High-energy radio waves are known as microwaves and this has been an important area of astronomy ever since the discovery of the cosmic microwave background radiation in 1964. Many ground-based radio telescopes can study microwaves. Short wavelength microwaves are best studied from space because water vapor (even at high altitudes) strongly weakens the signal. The Cosmic Background Explorer (1989) revolutionized the study of the microwave background radiation.

Because radio telescopes have low resolution, they were the first instruments to use interferometry allowing two or more widely separated instruments to simultaneously observe the same source. Very long baseline interferometry extended the technique over thousands of kilometers and allowed resolutions down to a few milli-arcseconds.

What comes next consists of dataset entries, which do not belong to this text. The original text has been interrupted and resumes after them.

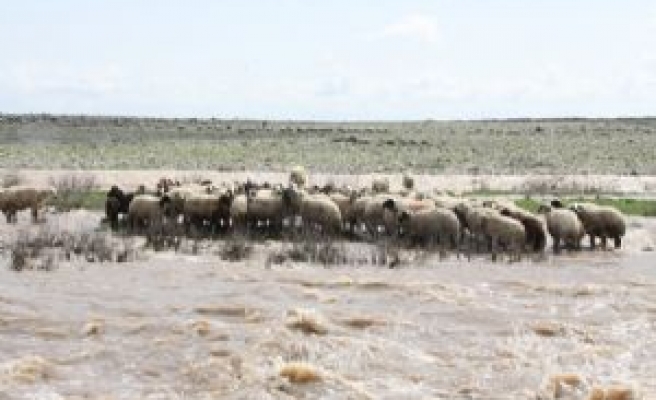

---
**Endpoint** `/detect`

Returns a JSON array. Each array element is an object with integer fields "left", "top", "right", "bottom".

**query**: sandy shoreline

[{"left": 5, "top": 169, "right": 656, "bottom": 197}]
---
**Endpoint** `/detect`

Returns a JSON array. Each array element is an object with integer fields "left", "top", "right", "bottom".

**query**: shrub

[{"left": 2, "top": 170, "right": 23, "bottom": 188}]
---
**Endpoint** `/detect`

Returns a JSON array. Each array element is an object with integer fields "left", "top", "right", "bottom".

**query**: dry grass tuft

[
  {"left": 286, "top": 309, "right": 328, "bottom": 335},
  {"left": 5, "top": 356, "right": 53, "bottom": 384},
  {"left": 587, "top": 385, "right": 640, "bottom": 400},
  {"left": 48, "top": 174, "right": 98, "bottom": 211},
  {"left": 219, "top": 235, "right": 253, "bottom": 261},
  {"left": 531, "top": 321, "right": 565, "bottom": 337},
  {"left": 279, "top": 362, "right": 322, "bottom": 384},
  {"left": 189, "top": 320, "right": 212, "bottom": 336},
  {"left": 82, "top": 319, "right": 105, "bottom": 336}
]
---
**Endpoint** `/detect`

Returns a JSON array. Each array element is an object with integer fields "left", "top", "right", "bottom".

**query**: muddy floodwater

[{"left": 0, "top": 211, "right": 656, "bottom": 399}]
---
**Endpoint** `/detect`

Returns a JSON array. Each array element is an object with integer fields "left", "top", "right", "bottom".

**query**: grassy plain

[{"left": 0, "top": 115, "right": 656, "bottom": 175}]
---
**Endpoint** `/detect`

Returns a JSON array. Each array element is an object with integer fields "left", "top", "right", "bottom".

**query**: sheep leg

[
  {"left": 554, "top": 236, "right": 560, "bottom": 254},
  {"left": 490, "top": 240, "right": 497, "bottom": 262},
  {"left": 614, "top": 236, "right": 622, "bottom": 249}
]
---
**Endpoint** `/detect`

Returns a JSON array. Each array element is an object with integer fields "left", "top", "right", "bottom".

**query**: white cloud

[
  {"left": 11, "top": 64, "right": 126, "bottom": 95},
  {"left": 382, "top": 14, "right": 439, "bottom": 43}
]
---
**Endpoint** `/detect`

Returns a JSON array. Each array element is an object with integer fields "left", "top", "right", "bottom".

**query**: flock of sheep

[
  {"left": 106, "top": 167, "right": 626, "bottom": 259},
  {"left": 0, "top": 167, "right": 626, "bottom": 259}
]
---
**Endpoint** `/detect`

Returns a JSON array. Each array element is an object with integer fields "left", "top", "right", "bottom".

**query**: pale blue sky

[{"left": 0, "top": 0, "right": 656, "bottom": 119}]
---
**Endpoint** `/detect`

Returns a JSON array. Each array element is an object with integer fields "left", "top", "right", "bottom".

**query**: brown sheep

[
  {"left": 0, "top": 186, "right": 56, "bottom": 223},
  {"left": 570, "top": 203, "right": 626, "bottom": 249},
  {"left": 500, "top": 205, "right": 547, "bottom": 252},
  {"left": 538, "top": 200, "right": 585, "bottom": 253}
]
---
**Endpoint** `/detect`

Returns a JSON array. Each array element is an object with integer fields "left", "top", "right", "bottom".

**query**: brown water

[{"left": 0, "top": 214, "right": 656, "bottom": 399}]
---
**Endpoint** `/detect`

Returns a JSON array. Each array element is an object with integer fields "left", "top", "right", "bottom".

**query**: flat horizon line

[{"left": 0, "top": 112, "right": 656, "bottom": 124}]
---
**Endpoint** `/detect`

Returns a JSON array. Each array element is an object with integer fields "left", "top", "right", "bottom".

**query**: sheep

[
  {"left": 105, "top": 185, "right": 135, "bottom": 230},
  {"left": 398, "top": 208, "right": 461, "bottom": 249},
  {"left": 328, "top": 192, "right": 356, "bottom": 233},
  {"left": 401, "top": 172, "right": 415, "bottom": 191},
  {"left": 128, "top": 194, "right": 172, "bottom": 230},
  {"left": 183, "top": 190, "right": 233, "bottom": 232},
  {"left": 361, "top": 193, "right": 398, "bottom": 238},
  {"left": 538, "top": 200, "right": 585, "bottom": 253},
  {"left": 289, "top": 165, "right": 308, "bottom": 188},
  {"left": 283, "top": 188, "right": 342, "bottom": 234},
  {"left": 453, "top": 201, "right": 498, "bottom": 250},
  {"left": 371, "top": 178, "right": 389, "bottom": 194},
  {"left": 230, "top": 193, "right": 248, "bottom": 229},
  {"left": 382, "top": 196, "right": 435, "bottom": 238},
  {"left": 167, "top": 184, "right": 207, "bottom": 217},
  {"left": 0, "top": 186, "right": 57, "bottom": 223},
  {"left": 246, "top": 189, "right": 285, "bottom": 231},
  {"left": 500, "top": 204, "right": 547, "bottom": 252},
  {"left": 570, "top": 203, "right": 626, "bottom": 249},
  {"left": 481, "top": 213, "right": 526, "bottom": 261}
]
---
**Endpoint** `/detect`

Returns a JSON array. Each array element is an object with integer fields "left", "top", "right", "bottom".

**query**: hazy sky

[{"left": 0, "top": 0, "right": 656, "bottom": 119}]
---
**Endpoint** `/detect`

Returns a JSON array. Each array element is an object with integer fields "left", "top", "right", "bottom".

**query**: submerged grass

[{"left": 515, "top": 197, "right": 656, "bottom": 217}]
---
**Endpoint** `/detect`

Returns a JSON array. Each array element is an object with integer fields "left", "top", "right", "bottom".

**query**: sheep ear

[{"left": 551, "top": 199, "right": 564, "bottom": 208}]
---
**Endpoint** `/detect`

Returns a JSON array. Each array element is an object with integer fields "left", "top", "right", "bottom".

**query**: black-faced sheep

[
  {"left": 399, "top": 208, "right": 461, "bottom": 249},
  {"left": 246, "top": 189, "right": 285, "bottom": 232},
  {"left": 105, "top": 186, "right": 134, "bottom": 230},
  {"left": 289, "top": 165, "right": 308, "bottom": 188},
  {"left": 538, "top": 200, "right": 585, "bottom": 253},
  {"left": 128, "top": 194, "right": 171, "bottom": 230},
  {"left": 481, "top": 213, "right": 526, "bottom": 261},
  {"left": 283, "top": 188, "right": 342, "bottom": 234}
]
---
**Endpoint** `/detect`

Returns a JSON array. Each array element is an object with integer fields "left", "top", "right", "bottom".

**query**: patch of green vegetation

[
  {"left": 49, "top": 190, "right": 106, "bottom": 211},
  {"left": 515, "top": 197, "right": 656, "bottom": 217}
]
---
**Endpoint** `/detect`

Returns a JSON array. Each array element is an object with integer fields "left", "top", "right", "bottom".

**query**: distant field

[{"left": 0, "top": 115, "right": 656, "bottom": 175}]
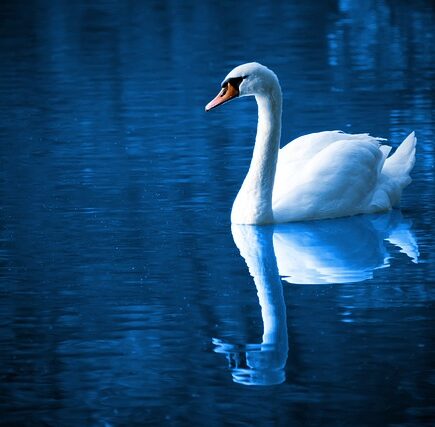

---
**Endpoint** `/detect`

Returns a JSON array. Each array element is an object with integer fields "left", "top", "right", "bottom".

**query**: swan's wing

[
  {"left": 273, "top": 131, "right": 385, "bottom": 222},
  {"left": 277, "top": 130, "right": 391, "bottom": 172}
]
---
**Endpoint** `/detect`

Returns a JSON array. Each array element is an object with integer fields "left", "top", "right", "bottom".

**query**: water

[{"left": 0, "top": 0, "right": 435, "bottom": 426}]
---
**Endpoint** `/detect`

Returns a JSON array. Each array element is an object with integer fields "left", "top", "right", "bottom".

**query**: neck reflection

[{"left": 213, "top": 211, "right": 419, "bottom": 385}]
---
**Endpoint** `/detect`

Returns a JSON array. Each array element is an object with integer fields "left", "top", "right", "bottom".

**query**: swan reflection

[{"left": 213, "top": 211, "right": 419, "bottom": 385}]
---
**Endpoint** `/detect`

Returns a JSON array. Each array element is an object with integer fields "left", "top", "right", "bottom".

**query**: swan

[{"left": 205, "top": 62, "right": 417, "bottom": 224}]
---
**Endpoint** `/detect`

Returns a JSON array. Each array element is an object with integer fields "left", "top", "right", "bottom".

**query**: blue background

[{"left": 0, "top": 0, "right": 435, "bottom": 427}]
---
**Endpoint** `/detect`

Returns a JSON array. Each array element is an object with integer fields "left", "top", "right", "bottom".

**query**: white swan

[{"left": 205, "top": 62, "right": 417, "bottom": 224}]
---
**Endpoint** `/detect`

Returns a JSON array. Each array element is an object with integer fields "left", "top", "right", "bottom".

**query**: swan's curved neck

[{"left": 231, "top": 81, "right": 282, "bottom": 224}]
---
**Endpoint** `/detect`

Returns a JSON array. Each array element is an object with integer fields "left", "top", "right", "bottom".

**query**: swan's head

[{"left": 205, "top": 62, "right": 279, "bottom": 111}]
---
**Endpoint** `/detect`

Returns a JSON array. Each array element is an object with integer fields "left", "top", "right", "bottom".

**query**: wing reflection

[
  {"left": 213, "top": 211, "right": 419, "bottom": 385},
  {"left": 273, "top": 210, "right": 419, "bottom": 284}
]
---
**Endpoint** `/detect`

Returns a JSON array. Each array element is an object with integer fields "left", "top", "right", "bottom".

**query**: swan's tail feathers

[
  {"left": 382, "top": 132, "right": 417, "bottom": 207},
  {"left": 382, "top": 132, "right": 417, "bottom": 183}
]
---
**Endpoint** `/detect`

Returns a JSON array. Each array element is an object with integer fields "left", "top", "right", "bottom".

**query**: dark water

[{"left": 0, "top": 0, "right": 435, "bottom": 426}]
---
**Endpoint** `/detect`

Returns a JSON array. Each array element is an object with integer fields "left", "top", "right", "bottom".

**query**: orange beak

[{"left": 205, "top": 82, "right": 239, "bottom": 111}]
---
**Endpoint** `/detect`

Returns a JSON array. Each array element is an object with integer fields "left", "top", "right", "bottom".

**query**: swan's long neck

[{"left": 231, "top": 80, "right": 282, "bottom": 224}]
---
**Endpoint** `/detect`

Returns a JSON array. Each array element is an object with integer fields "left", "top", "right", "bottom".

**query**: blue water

[{"left": 0, "top": 0, "right": 435, "bottom": 426}]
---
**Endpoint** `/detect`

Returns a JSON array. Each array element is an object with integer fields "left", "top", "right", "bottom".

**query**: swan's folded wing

[{"left": 273, "top": 132, "right": 385, "bottom": 222}]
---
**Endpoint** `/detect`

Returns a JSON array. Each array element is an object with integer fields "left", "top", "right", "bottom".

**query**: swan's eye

[{"left": 222, "top": 76, "right": 247, "bottom": 89}]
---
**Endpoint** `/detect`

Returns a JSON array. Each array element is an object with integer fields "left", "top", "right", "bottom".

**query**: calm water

[{"left": 0, "top": 0, "right": 435, "bottom": 426}]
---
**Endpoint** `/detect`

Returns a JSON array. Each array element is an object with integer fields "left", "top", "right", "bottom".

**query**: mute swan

[{"left": 205, "top": 62, "right": 417, "bottom": 224}]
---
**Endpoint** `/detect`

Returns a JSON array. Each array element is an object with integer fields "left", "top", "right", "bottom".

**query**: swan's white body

[{"left": 206, "top": 63, "right": 416, "bottom": 224}]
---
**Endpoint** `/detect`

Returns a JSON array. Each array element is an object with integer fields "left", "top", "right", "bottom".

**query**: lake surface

[{"left": 0, "top": 0, "right": 435, "bottom": 427}]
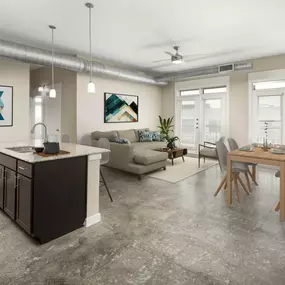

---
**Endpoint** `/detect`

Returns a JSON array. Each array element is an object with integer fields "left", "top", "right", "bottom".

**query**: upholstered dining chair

[
  {"left": 198, "top": 137, "right": 225, "bottom": 170},
  {"left": 97, "top": 138, "right": 113, "bottom": 202},
  {"left": 228, "top": 138, "right": 258, "bottom": 186},
  {"left": 214, "top": 141, "right": 251, "bottom": 201}
]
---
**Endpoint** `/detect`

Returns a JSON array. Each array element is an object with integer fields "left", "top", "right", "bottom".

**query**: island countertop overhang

[{"left": 0, "top": 143, "right": 109, "bottom": 163}]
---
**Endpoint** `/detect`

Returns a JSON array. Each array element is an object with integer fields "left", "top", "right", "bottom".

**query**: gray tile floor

[{"left": 0, "top": 166, "right": 285, "bottom": 285}]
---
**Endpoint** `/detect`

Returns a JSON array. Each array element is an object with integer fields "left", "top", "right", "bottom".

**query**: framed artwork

A telescope like the Large Millimeter Telescope (active since 2006) observes from 0.85 to 4 millimetres (850 to 4,000 µm), bridging between the far-infrared/submillimeter telescopes and longer wavelength radio telescopes including the microwave band from about 1 mm (1000 µm) to 1000 mm (1 meter) in wavelength.

Adaptive optics

Adaptive optics (AO) is a technology used to improve the performance of optical systems by reducing the effect of wavefront distortions: it aims at correcting the deformations of an incoming wavefront by deforming a mirror in order to compensate for the distortion. It is used in astronomical telescopes and laser communication systems to remove the effects of atmospheric distortion. Adaptive optics works by measuring the distortions in a wavefront and compensating for them with a device that corrects those errors such as a deformable mirror or a liquid crystal array.Other methods can achieve resolving power exceeding the limit imposed by atmospheric distortion, such as speckle imaging, aperture synthesis, and lucky imaging, or by moving outside the atmosphere with space telescopes, such as the Hubble Space Telescope.